FPGA Ray Tracer
Scott Bingham / Donald Zhang

| Introduction | High Level Design | Program/Hardware Design | Results | Conclusion | Appendix |

High Level Design

The idea for our project came from Prof. Land's lectures on ray tracing. Ray tracing is very well suited for FPGA's where many calculations can proceed in parallel. Spheres allow quite interesting scenes to be drawn, especially when reflections are added. We found that once we had implemented sphere rendering, adding planes was easier because fewer calculations were needed and we had existing experience and states in place to do the required calculations, reflections, and shadowing.

Ray Tracing
The basic idea of ray tracing is to trace the path of a photon through a scene to the eye. Because we are only concerned with the photons that actually hit the eye, we actually shoot rays out from the eye through the screen into the scene and seeing what objects it hits. The ray picks up color based on the reflectivity as it collides with objects in the scene. Eventually the ray is stopped because it misses objects in the scene or picks up negligible color in subsequent reflections. Shadows are determined by shooting rays from intersection points back towards the light source(s) in the scene and seeing if there is an object in the way to block the light. Shading is also done by weighting light that hits a surface perpendicularly greater than light that merely glances off.


Figure 1

Figure 1 shows an example of a ray tracing through a scene. The initial ray leaves the eye in a direction such that it passes through one of the pixels in the screen. It then collides with the red sphere. A shadow ray is shot towards the light source; since that shadow ray reaches the light source, the intersection point on the red sphere would be lit, and is not shadowed. A reflection ray is then shot towards blue sphere, getting its direction from a specular reflection. Next, a shadow ray is shot to the light source, which again makes it without obstruction and so the blue sphere is lit at the intersection point. Then another reflection ray is shot from the blue sphere intersection point towards the green plane, which it hits. The shadow ray from this point, however, is blocked by the red sphere and so that point on the green plane is in shadow. The reflection ray from the green plane then leaves the scene without hitting another object so the tracing for that pixel is completed. Its color is the sum of the lit red sphere color, the product the red sphere reflectivity and the lit blue sphere color, and the product of red and blue sphere reflectivity's and the shadowed green plane color.

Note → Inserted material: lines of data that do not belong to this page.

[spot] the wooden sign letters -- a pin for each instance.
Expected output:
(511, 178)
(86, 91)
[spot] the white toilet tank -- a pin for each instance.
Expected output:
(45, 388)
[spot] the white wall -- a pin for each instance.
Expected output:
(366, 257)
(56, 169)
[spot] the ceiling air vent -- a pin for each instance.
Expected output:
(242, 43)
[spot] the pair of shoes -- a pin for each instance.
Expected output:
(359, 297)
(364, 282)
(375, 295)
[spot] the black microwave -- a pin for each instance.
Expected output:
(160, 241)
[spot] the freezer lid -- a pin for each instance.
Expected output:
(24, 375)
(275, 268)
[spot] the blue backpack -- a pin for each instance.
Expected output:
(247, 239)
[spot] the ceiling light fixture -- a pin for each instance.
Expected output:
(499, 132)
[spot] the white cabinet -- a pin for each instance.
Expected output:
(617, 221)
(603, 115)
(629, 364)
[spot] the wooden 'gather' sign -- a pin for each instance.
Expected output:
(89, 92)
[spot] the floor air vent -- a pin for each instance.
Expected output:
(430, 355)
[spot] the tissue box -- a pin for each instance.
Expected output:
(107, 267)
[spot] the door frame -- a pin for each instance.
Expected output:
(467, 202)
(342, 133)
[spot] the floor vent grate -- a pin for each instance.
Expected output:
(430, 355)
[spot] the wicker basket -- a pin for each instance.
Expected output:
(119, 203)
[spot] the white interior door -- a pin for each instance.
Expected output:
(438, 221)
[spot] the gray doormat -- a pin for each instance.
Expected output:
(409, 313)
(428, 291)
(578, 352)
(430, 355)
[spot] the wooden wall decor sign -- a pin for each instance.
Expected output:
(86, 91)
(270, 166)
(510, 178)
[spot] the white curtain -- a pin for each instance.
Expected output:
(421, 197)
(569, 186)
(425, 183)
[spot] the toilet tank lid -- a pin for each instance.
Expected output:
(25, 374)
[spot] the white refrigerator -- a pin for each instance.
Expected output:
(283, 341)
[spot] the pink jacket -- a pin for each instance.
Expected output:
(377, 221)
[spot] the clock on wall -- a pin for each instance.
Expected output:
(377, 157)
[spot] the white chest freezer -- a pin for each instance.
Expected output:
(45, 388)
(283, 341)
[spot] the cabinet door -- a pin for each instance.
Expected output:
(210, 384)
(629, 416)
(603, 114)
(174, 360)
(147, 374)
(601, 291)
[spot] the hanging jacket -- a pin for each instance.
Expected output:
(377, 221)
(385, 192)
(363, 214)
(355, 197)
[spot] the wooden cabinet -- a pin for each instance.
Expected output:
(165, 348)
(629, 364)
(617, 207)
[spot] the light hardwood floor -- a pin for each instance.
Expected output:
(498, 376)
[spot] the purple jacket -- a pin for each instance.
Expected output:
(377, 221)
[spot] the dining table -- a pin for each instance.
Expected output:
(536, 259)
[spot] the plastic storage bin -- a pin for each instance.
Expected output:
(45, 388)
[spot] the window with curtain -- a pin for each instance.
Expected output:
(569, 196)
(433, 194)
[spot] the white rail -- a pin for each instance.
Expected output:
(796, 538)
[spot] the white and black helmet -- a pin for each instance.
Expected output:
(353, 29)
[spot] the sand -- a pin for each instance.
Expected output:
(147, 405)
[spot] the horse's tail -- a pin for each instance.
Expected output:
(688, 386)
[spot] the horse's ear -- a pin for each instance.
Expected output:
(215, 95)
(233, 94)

The tracer would then repeat the process for the next pixel in the scene (or another ray for that pixel if anti-aliasing is used). Since each ray must check for intersections with every object in the scene, the processing time increases significantly with a large number of objects. However, since pixel is independent of each other, they can be processed in parallel if the hardware is available.

Figure2 Figure3

Figure 2 and Figure 3

Figure 2 shows the affects of varying the distance from the eye to the screen on the viewing frustum. While you can see a wider angle and more of the scene with the screen close, the pixel density goes down, which can cause pixels to miss objects they would had previously hit. Also, when the screen is too close to the eye, objects become skewed, where spheres get stretched into ovals as they are farther from the center of the screen. The tradeoff is how much of the scene you see with how much detail you see.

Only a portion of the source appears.